Software tools now are essential to research and applications in the biomedical domain. However, existing software repositories are mainly built using manual curation, which is time-consuming and unscalable. This study took the initiative to manually annotate software names in 1,120 MEDLINE abstracts and titles and used this corpus to develop and evaluate machine learning-based named entity recognition systems for biomedical software. Specifically, two strategies were proposed for feature engineering: (1) domain knowledge features and (2) unsupervised word representation features of clustered and binarized word embeddings. Our best system achieved an F-measure of 91.79% for recognizing software from titles and an F-measure of 86.35% for recognizing software from both titles and abstracts using inexact matching criteria. We then created a biomedical software catalog with 19,557 entries using the developed system. This study demonstrates the feasibility of using natural language processing methods to automatically build a high-quality software index from biomedical literature.
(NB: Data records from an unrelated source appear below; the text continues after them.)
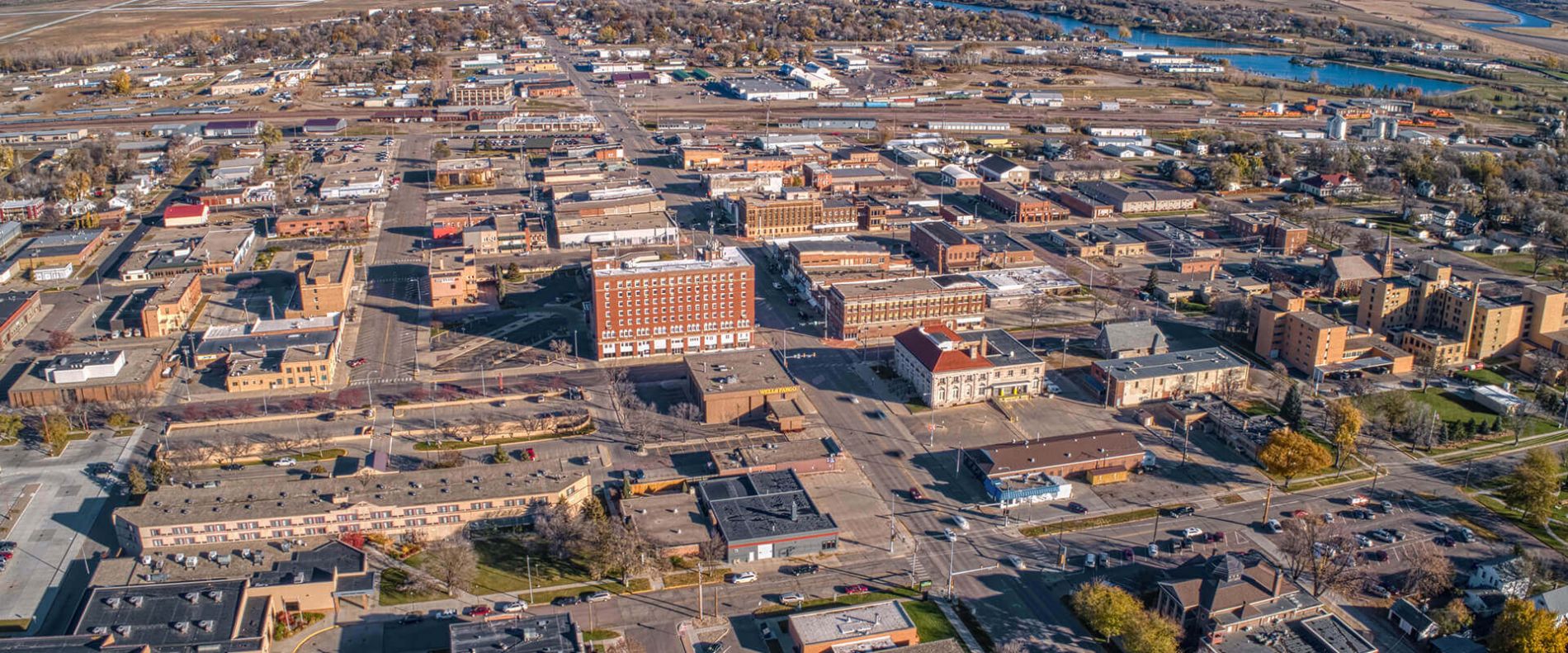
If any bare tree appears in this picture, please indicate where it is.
[1411,352,1443,392]
[1400,548,1453,598]
[1279,517,1361,597]
[550,338,573,362]
[423,535,479,595]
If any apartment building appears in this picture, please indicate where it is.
[587,244,756,359]
[425,247,479,310]
[822,275,986,341]
[737,195,857,239]
[1251,291,1350,375]
[1090,347,1249,408]
[448,82,517,106]
[894,322,1046,408]
[980,182,1070,225]
[115,461,593,554]
[1357,261,1530,364]
[1226,211,1308,256]
[191,314,342,392]
[289,249,356,317]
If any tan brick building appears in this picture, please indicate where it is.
[115,461,593,552]
[588,244,756,359]
[425,247,479,310]
[290,249,356,317]
[824,277,986,341]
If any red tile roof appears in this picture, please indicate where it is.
[894,325,991,374]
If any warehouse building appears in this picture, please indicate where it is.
[685,348,805,432]
[698,471,839,564]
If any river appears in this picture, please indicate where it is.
[923,0,1467,96]
[1465,3,1552,31]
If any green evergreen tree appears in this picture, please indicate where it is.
[1279,383,1305,430]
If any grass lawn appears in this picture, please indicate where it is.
[381,566,447,606]
[1460,369,1509,386]
[900,601,958,642]
[1463,251,1561,277]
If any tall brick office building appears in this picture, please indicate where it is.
[587,245,756,359]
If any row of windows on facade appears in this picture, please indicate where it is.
[599,320,737,338]
[605,272,749,289]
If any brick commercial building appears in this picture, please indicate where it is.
[1090,347,1249,408]
[909,220,980,275]
[786,601,920,653]
[115,461,593,552]
[108,275,202,338]
[824,275,986,341]
[1253,291,1350,374]
[894,325,1046,408]
[1228,212,1308,256]
[273,204,370,239]
[737,195,840,239]
[975,154,1028,185]
[289,249,354,317]
[685,348,805,432]
[434,157,495,188]
[697,471,839,564]
[961,430,1148,505]
[980,183,1070,225]
[193,314,342,392]
[425,247,479,310]
[1038,162,1122,183]
[587,244,756,359]
[8,343,172,408]
[0,291,44,348]
[1077,182,1198,214]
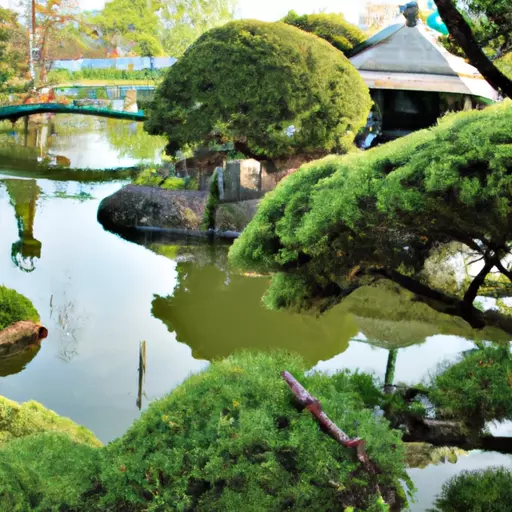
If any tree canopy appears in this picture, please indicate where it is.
[282,11,366,54]
[230,102,512,326]
[145,20,371,163]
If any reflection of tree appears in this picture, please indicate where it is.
[3,179,41,272]
[152,248,357,366]
[107,119,168,161]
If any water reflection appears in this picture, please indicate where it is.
[150,245,358,366]
[0,114,166,172]
[2,179,41,272]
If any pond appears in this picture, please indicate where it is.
[0,117,512,511]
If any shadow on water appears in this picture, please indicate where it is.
[0,179,41,272]
[139,241,510,366]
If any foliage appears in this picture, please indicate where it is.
[0,396,101,446]
[433,467,512,512]
[162,0,238,58]
[145,20,370,158]
[0,433,101,512]
[132,168,199,190]
[282,11,366,54]
[429,347,512,428]
[230,102,512,316]
[0,7,27,90]
[0,286,39,330]
[100,353,408,511]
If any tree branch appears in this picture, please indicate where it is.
[434,0,512,98]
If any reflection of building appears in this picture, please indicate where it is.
[350,14,498,145]
[3,179,41,272]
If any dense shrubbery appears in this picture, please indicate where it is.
[146,20,371,159]
[429,347,512,429]
[434,468,512,512]
[0,396,101,446]
[283,11,366,53]
[101,354,407,511]
[0,353,409,512]
[230,102,512,318]
[132,169,199,190]
[0,286,39,330]
[0,433,101,512]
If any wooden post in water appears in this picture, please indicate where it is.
[137,341,146,411]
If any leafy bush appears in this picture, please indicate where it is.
[0,396,101,446]
[100,353,408,511]
[429,347,512,428]
[283,11,366,54]
[0,286,39,330]
[433,467,512,512]
[0,433,101,512]
[145,20,371,159]
[230,102,512,311]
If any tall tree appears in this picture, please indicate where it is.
[162,0,238,57]
[435,0,512,98]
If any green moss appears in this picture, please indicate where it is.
[145,20,371,159]
[230,101,512,311]
[429,345,512,431]
[0,396,101,446]
[432,467,512,512]
[100,353,408,511]
[0,286,39,330]
[0,433,101,512]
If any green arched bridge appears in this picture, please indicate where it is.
[0,103,146,122]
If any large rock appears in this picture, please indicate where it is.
[98,185,208,231]
[0,321,48,357]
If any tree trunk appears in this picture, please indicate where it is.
[434,0,512,98]
[384,348,398,394]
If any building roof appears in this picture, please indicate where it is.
[350,23,498,100]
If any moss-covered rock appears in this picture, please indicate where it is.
[0,432,101,512]
[101,353,408,511]
[0,396,101,446]
[0,286,39,330]
[431,467,512,512]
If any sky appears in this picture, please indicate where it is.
[0,0,368,23]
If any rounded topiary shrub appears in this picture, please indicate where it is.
[283,11,366,54]
[100,353,408,511]
[432,467,512,512]
[429,347,512,429]
[145,20,371,159]
[0,286,39,330]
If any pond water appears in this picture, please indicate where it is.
[0,117,512,511]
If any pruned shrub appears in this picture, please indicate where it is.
[431,467,512,512]
[283,11,366,54]
[145,20,371,159]
[429,347,512,428]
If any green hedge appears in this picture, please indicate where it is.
[431,467,512,512]
[0,353,410,512]
[146,20,371,159]
[282,11,366,54]
[0,286,39,330]
[230,102,512,310]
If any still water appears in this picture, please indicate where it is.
[0,117,512,511]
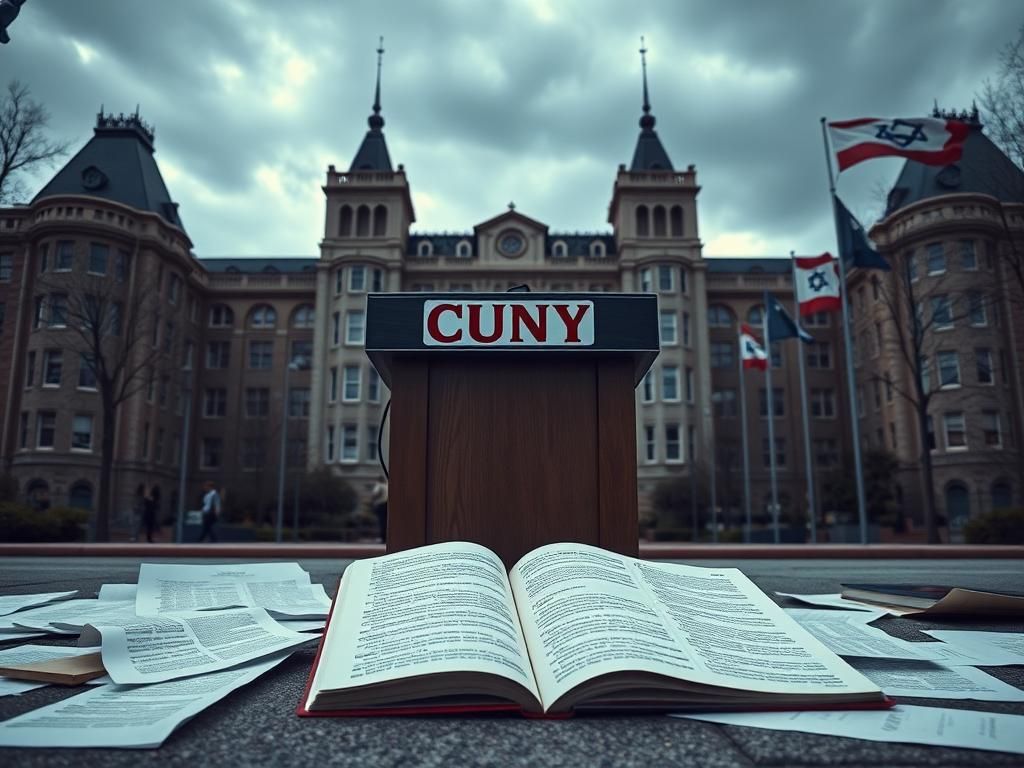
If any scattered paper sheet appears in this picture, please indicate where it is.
[785,608,936,662]
[924,630,1024,667]
[0,645,95,696]
[673,705,1024,754]
[775,592,888,613]
[849,658,1024,701]
[135,562,331,618]
[0,590,78,616]
[96,584,138,602]
[0,653,288,749]
[92,608,315,685]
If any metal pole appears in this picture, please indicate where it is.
[174,376,191,544]
[274,362,292,544]
[790,256,818,544]
[821,118,867,544]
[761,309,780,544]
[739,339,753,544]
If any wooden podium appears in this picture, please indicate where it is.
[366,293,659,566]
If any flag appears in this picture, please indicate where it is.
[739,324,768,371]
[828,118,970,173]
[833,195,892,271]
[793,253,842,316]
[765,291,814,342]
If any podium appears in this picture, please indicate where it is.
[366,293,659,567]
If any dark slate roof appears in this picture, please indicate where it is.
[35,112,184,229]
[886,123,1024,216]
[199,256,319,274]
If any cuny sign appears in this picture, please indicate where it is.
[423,299,594,347]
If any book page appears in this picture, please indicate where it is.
[510,544,878,708]
[310,542,540,699]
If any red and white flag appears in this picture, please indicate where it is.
[739,324,768,371]
[828,118,970,172]
[793,253,842,317]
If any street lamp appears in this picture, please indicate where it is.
[274,354,309,544]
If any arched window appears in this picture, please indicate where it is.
[708,304,732,328]
[292,304,316,328]
[374,206,387,238]
[355,206,370,238]
[338,206,352,238]
[68,480,92,509]
[946,480,971,530]
[669,206,683,238]
[637,206,650,238]
[992,479,1014,509]
[653,206,666,238]
[210,304,234,328]
[249,304,278,328]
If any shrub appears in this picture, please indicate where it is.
[964,508,1024,544]
[0,502,89,543]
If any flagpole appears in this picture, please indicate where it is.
[821,118,867,544]
[761,303,779,544]
[737,329,752,544]
[790,256,818,544]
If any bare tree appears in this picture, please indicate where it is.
[36,242,169,541]
[0,80,68,204]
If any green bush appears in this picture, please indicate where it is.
[964,508,1024,544]
[0,502,89,543]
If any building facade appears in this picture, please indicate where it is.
[0,88,1024,540]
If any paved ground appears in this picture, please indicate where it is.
[0,557,1024,768]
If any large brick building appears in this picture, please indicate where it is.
[0,81,1024,536]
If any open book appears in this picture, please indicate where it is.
[298,542,889,715]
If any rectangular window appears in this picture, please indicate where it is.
[657,264,676,293]
[981,411,1002,447]
[288,387,309,419]
[928,243,946,274]
[249,341,273,369]
[43,349,63,387]
[341,424,359,462]
[246,387,270,419]
[78,352,96,389]
[348,264,367,293]
[200,438,224,469]
[665,424,683,462]
[36,411,57,449]
[758,387,785,419]
[89,243,111,274]
[942,411,967,451]
[662,310,677,344]
[938,351,961,388]
[203,387,227,419]
[662,366,679,402]
[342,366,362,402]
[53,240,75,272]
[711,341,736,368]
[206,341,231,369]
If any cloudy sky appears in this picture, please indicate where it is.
[0,0,1024,256]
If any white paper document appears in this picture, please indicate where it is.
[95,608,315,685]
[785,608,936,662]
[0,653,288,749]
[673,705,1024,755]
[849,658,1024,701]
[0,590,78,616]
[924,630,1024,667]
[135,562,331,618]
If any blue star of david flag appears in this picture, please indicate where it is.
[833,196,892,271]
[765,291,814,344]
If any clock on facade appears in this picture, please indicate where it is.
[498,229,526,258]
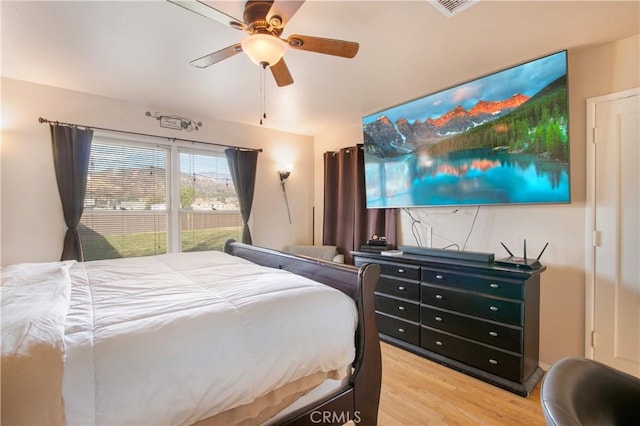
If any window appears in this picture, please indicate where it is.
[78,138,242,260]
[180,150,242,251]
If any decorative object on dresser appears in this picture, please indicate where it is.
[351,246,546,396]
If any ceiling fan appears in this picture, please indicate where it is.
[167,0,359,87]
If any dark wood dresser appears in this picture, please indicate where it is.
[352,252,546,396]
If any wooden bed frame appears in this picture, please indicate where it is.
[224,240,382,425]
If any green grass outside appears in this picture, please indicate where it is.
[82,227,242,260]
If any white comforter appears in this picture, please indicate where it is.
[63,252,357,425]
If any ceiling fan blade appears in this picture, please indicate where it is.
[271,58,293,87]
[287,34,360,58]
[167,0,247,30]
[267,0,304,28]
[189,43,242,68]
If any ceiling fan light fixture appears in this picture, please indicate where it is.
[240,33,287,66]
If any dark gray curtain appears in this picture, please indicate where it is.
[50,124,93,261]
[322,145,397,263]
[224,148,258,244]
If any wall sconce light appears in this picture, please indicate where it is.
[278,166,291,223]
[278,170,291,185]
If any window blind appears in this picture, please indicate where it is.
[179,150,242,251]
[78,140,169,260]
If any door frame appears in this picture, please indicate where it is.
[584,87,640,359]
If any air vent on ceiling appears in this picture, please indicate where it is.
[429,0,480,18]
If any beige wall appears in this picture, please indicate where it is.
[0,79,313,265]
[314,35,640,366]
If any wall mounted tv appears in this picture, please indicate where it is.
[362,51,570,208]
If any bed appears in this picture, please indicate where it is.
[2,241,381,426]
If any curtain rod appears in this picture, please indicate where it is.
[38,117,262,152]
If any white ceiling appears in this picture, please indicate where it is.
[1,0,640,135]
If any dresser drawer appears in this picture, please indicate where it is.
[353,256,420,281]
[376,313,420,345]
[376,276,420,302]
[420,327,522,382]
[420,284,523,326]
[378,262,420,281]
[422,268,524,299]
[376,293,420,322]
[421,305,523,353]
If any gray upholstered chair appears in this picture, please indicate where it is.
[284,245,344,263]
[540,357,640,426]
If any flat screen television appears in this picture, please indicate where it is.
[362,51,571,208]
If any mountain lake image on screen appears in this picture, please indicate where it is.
[362,51,570,208]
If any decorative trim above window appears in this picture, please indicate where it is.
[144,111,202,132]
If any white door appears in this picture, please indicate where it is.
[587,91,640,377]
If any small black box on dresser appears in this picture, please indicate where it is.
[352,251,545,396]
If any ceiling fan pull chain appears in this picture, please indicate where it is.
[260,62,267,126]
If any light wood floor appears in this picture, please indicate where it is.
[378,343,545,426]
软件工具现在是生物医学领域研究和应用的基础。然而,现有的软件库主要是通过手动策展构建的,这种方法既耗时又不可扩展。本研究主动对 1120 篇 MEDLINE 摘要和标题中的软件名称进行了手动注释,并使用该语料库开发和评估了基于机器学习的生物医学软件命名实体识别系统。具体来说,我们提出了两种特征工程策略:(1)领域知识特征和(2)聚类和二值化词嵌入的无监督词表示特征。我们的最佳系统在使用不精确匹配标准时,在从标题中识别软件方面的 F1 值达到了 91.79%,在从标题和摘要中识别软件方面的 F1 值达到了 86.35%。然后,我们使用开发的系统创建了一个包含 19557 条记录的生物医学软件目录。本研究证明了使用自然语言处理方法从生物医学文献中自动构建高质量软件索引的可行性。